Archive for September 2004

Plato’s Theory of the Forms: A Refutation of Psychological Egoism

September 29, 2004

Class: Philosophy 42, Professor Flanagan

This paper is a response to Plato’s Republic. I will discuss his use of the Divided Line and the Allegory of the Cave to repudiate psychological egoism, which is the belief that man always acts in his own self-interest. First, I will review the egoist position which Thrasymachus and Glaucon advocate in Books I and II. Second, I will recount the Divided Line and the Allegory of the Cave from Books VI and VII. Third, I will explain the connection between the stories, Plato’s view of the epistemological plight of the ordinary person, his vision of man’s epistemological and moral development, and his reason for believing that only the man who reaches the highest stage of development is truly happy. Finally, I will argue that Plato successfully defeats the egoists’ claim that man always works in his own self-interest. I will note the strength of his explanation of the existence of transcendent values and his reasons man should follow them instead of his own self-interest, and I will address the weaknesses of these views.

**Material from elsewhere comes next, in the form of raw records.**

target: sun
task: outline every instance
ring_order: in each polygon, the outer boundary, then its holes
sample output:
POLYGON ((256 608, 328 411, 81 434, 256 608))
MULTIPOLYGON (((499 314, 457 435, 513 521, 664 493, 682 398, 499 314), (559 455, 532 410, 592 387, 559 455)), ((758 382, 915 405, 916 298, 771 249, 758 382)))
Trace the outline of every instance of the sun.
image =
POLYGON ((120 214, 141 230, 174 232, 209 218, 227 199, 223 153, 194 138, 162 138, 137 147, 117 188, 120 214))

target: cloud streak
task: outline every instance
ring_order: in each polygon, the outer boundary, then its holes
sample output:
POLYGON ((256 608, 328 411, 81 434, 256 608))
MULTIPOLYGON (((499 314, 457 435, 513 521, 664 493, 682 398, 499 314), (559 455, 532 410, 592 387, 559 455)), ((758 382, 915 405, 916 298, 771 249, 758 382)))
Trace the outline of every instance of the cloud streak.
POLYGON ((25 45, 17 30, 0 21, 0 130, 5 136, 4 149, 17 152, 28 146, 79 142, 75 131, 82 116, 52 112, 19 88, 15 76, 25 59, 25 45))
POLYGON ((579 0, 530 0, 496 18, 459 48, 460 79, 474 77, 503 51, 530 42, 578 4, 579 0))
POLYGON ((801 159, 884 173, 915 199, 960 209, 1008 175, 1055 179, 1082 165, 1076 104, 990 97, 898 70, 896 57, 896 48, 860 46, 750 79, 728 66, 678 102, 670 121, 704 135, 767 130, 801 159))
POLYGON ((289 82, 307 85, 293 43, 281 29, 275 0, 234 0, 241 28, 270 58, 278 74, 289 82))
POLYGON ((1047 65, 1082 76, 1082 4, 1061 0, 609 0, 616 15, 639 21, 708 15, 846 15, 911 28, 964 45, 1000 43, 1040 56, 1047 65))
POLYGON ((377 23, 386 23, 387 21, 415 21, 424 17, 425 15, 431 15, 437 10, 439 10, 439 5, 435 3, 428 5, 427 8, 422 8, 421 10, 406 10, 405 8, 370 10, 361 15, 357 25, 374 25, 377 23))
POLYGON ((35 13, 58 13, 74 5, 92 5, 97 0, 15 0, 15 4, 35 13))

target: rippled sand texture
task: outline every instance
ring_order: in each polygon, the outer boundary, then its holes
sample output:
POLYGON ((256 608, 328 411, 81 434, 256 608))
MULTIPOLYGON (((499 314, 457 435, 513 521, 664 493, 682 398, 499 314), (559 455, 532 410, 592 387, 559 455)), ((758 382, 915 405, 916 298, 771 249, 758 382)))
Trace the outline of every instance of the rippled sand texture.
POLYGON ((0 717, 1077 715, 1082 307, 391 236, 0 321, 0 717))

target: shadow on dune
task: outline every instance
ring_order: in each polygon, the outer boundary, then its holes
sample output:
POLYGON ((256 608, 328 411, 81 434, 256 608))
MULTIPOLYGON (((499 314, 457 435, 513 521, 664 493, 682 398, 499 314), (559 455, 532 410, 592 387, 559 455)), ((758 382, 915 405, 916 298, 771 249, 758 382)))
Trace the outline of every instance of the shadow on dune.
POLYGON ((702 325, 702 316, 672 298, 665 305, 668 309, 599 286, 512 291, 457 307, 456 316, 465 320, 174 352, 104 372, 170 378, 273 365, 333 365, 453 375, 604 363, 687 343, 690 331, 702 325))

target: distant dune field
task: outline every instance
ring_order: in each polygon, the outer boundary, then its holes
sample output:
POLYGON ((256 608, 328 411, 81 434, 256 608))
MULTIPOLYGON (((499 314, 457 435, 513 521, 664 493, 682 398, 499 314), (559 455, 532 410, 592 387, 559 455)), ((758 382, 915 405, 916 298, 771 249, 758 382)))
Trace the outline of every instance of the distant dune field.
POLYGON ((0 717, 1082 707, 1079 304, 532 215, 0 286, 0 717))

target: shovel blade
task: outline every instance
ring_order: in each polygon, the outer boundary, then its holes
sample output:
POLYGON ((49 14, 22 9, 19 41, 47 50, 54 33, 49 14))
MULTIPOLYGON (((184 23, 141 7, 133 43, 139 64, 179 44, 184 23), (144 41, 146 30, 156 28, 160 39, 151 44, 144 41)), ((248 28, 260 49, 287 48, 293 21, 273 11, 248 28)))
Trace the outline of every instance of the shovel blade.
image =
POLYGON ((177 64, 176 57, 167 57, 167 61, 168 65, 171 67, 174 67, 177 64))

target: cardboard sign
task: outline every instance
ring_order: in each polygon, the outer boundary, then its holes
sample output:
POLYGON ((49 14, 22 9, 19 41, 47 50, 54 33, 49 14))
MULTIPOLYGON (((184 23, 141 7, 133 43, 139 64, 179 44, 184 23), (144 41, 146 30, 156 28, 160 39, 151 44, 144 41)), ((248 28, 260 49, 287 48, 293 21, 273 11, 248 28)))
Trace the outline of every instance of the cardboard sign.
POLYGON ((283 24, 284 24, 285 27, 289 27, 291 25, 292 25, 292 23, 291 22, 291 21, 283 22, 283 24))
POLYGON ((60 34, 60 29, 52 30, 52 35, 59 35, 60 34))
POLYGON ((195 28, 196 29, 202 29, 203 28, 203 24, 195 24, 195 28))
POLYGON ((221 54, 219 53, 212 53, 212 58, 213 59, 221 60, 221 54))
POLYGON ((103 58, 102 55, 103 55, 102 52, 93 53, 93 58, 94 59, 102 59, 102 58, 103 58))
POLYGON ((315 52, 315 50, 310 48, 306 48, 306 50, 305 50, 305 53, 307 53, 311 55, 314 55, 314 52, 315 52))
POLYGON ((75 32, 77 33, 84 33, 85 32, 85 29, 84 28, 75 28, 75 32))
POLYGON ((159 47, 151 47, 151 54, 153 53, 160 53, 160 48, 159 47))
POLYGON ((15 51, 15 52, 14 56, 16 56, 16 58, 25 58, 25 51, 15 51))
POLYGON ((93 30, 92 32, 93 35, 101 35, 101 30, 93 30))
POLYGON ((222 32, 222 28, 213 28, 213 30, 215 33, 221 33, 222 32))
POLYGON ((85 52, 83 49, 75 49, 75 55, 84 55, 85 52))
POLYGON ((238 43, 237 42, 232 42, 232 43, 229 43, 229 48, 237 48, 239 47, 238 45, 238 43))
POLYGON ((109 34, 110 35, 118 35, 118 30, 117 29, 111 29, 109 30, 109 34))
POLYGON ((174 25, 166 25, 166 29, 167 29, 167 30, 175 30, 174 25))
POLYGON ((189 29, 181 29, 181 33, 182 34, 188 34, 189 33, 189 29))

Thrasymachus and Glaucon argue that man is only just when it is advantageous for him; therefore, he is inherently selfish. According to Thrasymachus, a just man who obeys the laws is weakening himself because the rulers write the laws to benefit themselves, not their subjects (338c-e, 339b, 343c). The man who breaks these laws is acting in his own self-interest outsmarts his superiors and proves himself virtuous and wise (343c-d, 348b-349a). A truly brilliant man can manipulate his fellow citizens so well that he conquers the city and becomes the source of justice himself (344a-c). Glaucon says that justice is also a product of selfishness (358e-359a). Men agree to act justly so they will not destroy each other; however, if they could do whatever they wished without fear of retaliation, they would act completely unjustly (360d). Glaucon illustrates this truth through the Myth of the Lydian Shepherd. The shepherd discovers a ring which gives him the power of invisibility (359d-360a). Given total freedom of action, he seduces the queen, kills the king with her help, and takes the throne for himself (360b-c).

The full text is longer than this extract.